By Kent Gray
Darren Clarke made an unsolicited plea for a cooling of expectations surrounding Rayhan Thomas on the eve of the teen’s Dubai Creek Open title defence Sunday. Good luck with that now.
The rise and rise of the 17-year-old reached giddy new heights on Tuesday when the Indian amateur No.1 tied the world record for successive birdies in a professional event to ignite his defence of the MENA Tour title.
Riding a hot putter and the encouragement of his major championship winning playing partner, the Indian teen rattled off nine straight birdies from the second to emulate 1989 Open champion Mark Calcavecchia and European Tour star Bernd Wiesberger.
Related: Rayhan Thomas Equals World Record As He Flirts With Mythical 59 At Dubai Creek Open
After an outward nine of just 27 strokes and another birdie on the 10th, local social media was abuzz with a “#59 watch”. Thomas would eventually have to settle for a course-record tying 61 but the global reverberations were no less seismic.
Clarke, the 2011 Open champion, Europe’s beaten Ryder Cup captain last year and the MENA Tour’s patron, hasn’t changed his view on Thomas despite Tuesday’s eventual hullabaloo.
Indeed, the Ulsterman quickly rebuked a local reporter for daring to mention “Rory [McIlroy] at this age and Rayhan at this age” in the same breath.
“They’re totally different, you can’t compare them and I think you’ve got to be respectful as well. You can’t be heaping too much pressure on Rayhan,” Clarke said.
“He’s going to play Junior Presidents Cup [in New Jersey later this month], his game is going in the right direction, everything is really good , but we just need to let him get on with things.”
But as unfair as the McIlroy comparsion was, the fact Thomas’ name was even uttered in the same sentence gives a sense of the interest in the online-schooled teen.
This time last year he was the 1050th ranked amateur in the world but now, after becoming the first amateur to win on the MENA Tour, making his first European Tour cut at the Omega Dubai Desert Classic and a run to the semifinals of the U.S. Amateur, Thomas is 50th and suddenly the talk of the developmental tour. If he hasn’t quite put the MENA Tour on the global map, he’s certainly given the world’s golf media a jolly good reason to at least Google his and the Pro-Am circuit’s name as these tweets suggest:
Rayhan Thomas is 17, an amateur and today posted nine straight birdies in the Dubai Creek Open, a professional event. Ties a world record.
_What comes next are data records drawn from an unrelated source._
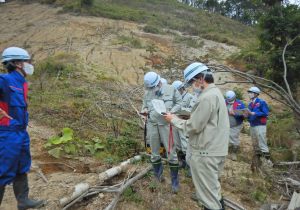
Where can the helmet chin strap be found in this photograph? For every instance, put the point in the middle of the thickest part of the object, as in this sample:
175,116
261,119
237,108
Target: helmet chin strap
21,70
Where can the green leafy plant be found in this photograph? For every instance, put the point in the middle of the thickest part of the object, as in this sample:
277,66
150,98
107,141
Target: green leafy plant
66,144
131,195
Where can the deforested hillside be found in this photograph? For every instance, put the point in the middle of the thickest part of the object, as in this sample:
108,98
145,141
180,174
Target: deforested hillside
86,93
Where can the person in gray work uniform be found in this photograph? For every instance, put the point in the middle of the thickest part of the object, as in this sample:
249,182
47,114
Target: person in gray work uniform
188,100
159,130
236,118
208,131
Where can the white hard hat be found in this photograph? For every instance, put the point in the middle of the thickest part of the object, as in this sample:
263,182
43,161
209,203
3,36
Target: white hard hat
14,53
151,79
192,70
230,95
177,84
254,90
163,80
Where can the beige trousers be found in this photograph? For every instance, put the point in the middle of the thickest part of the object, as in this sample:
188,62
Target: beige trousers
206,172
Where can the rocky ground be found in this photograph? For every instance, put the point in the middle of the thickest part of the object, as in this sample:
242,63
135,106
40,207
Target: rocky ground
100,45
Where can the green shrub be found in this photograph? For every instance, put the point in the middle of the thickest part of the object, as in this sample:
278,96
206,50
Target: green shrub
86,3
151,29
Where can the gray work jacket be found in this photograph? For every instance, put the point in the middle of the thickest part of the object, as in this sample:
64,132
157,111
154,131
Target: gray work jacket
171,98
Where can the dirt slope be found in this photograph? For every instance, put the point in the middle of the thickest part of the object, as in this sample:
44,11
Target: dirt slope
98,42
44,31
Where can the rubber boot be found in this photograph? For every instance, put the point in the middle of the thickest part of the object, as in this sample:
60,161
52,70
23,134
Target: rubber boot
188,171
181,159
267,156
222,203
2,190
234,153
158,170
174,177
21,190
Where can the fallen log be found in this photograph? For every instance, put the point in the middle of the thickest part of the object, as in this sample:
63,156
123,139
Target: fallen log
295,201
113,204
232,204
287,163
83,188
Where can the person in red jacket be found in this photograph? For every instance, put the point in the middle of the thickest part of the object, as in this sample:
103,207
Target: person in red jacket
15,158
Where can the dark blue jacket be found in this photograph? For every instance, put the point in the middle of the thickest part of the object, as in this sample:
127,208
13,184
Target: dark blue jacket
236,106
13,100
261,110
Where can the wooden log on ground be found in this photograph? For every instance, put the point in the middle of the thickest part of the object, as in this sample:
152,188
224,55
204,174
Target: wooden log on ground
232,204
113,204
295,202
287,163
82,188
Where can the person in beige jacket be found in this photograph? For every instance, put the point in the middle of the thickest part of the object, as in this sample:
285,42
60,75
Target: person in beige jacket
208,131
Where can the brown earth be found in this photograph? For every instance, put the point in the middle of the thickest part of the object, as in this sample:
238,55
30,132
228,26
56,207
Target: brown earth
97,41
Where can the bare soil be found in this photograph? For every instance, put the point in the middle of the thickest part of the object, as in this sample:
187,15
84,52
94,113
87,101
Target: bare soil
44,31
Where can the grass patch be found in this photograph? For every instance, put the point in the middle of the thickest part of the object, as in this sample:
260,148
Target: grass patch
189,41
131,195
129,41
159,15
102,123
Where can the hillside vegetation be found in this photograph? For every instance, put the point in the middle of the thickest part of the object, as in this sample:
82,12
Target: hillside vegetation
161,15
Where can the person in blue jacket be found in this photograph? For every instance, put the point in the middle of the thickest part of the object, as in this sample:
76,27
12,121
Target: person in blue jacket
236,122
15,158
257,117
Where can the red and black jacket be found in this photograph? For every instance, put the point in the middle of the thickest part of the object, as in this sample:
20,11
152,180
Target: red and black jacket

— Jason Sobel (@JasonSobelTAN) September 12, 2017
@RayhanThomas=baller! https://t.co/9XPQvR39ki
— Claude Harmon III (@claudeharmonIII) September 12, 2017
Of course, Trevor Immelman, the 2008 Masters champion, knows about the Dubai Creek product who has qualified No.1 for his International team ahead of the inaugural Junior Presidents Cup.
Yeah baby! Great playing!
Enjoy and see you soon @RayhanThomas….⛳️— Trevor Immelman (@TrevorImmelman) September 12, 2017
Even Clarke relented a little.
“He didn’t quite play so well yesterday [Monday] but today he played fantastic. The score he shot is probably the worst he could have shot and you can’t say that too often.
“He’s very clam and collected and knew exactly what he wanted to do.”
Perhaps the most impressive of all Thomas’ quotes afterwards was when he admitted golf’s once mythical 59 mark entered his thinking.
“When I birdied 10, it was my 9th birdie, it crept into my head that I could of made, possibly 59, but I just tried to make sure I remembered I have a tournament to play,” he said. “You know, 59 is not the goal, trying to get myself into contention is, so I didn’t want to do anything silly, stick to my game plan.”
The game plan Wednesday will be to emulate Englishman Zane Scotland as a back-to-back winner of the Dubai Creek Open.
Thomas will start two shots adrift of MG Keyser after the Dubai-based South African backed up his part of the now joint Creek course record on Monday with a 68 to move to -14 for the championship.
At -9, Englishman Robert Harrhy is certainly not out of it. But, despite Clarke’s sage plea, the only story in town will inevitably focus on a kid who started playing golf at the club just eight years ago, and began this week having a rock named after him
Related: Rayhan’s Dubai Creek Legacy Literally Set In Stone
Clarke has been around long enough to know his plea has now fallen between an altogether different rock and a hard place. But without wanting to heap too much added pressure on the level-headed lad, we sense the Rayhan headlines will continue to flow.